In this episode, we start putting the basics of notification flashing in place using Laravel and Inertia.js. First, we add a simple button to the dashboard page, which, when clicked, posts to a new route in our app. For demo purposes, we're just tossing this route in directly, but in a real project, you’d likely have a controller handling this. Either way, we return a success message to the user to confirm the action worked.
We set up the form to work with Inertia—meaning we import useForm
from Inertia, keep the form data empty, and post it to our new route when submitted. There's a neat aside about Ziggy, which bridges Laravel's named routes to the frontend, making routing super convenient in your JavaScript.

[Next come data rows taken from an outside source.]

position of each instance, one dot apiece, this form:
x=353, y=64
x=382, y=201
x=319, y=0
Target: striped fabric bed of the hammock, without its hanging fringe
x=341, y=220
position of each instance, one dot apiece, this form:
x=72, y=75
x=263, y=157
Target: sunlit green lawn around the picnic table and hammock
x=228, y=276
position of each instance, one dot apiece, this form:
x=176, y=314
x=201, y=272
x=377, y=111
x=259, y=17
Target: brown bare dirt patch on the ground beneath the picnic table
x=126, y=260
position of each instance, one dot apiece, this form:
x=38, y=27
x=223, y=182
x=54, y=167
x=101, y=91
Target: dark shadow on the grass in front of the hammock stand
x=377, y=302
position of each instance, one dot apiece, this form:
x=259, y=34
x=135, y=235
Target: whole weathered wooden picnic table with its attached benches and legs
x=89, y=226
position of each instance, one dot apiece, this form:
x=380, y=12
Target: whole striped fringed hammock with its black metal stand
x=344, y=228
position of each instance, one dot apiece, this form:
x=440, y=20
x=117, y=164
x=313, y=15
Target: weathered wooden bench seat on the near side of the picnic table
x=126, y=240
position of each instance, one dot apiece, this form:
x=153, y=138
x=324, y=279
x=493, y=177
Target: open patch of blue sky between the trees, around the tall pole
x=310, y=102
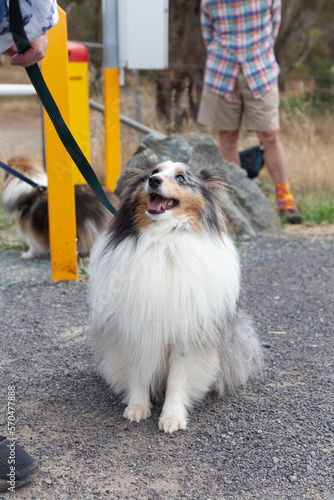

With the basics in place, we look at how information is shared globally in Inertia. Specifically, we use Laravel middleware to flash notification messages into the session, and then pick these up in the frontend. On the dashboard view, we pass the notification in as a prop and simply dump it onto the page when it’s available, seeing our success message after hitting the button.
But there’s a catch: our current approach isn’t very scalable or DRY. Handling notifications this way means more repetition and boilerplate than we’d like, especially as our app grows. The episode wraps up with a look ahead—teasing an improved way to pick up notifications automatically, without having to define props every time.
So for now, we’ve set up lame-but-functional notification flashing, and next, we’ll learn to make it way more elegant!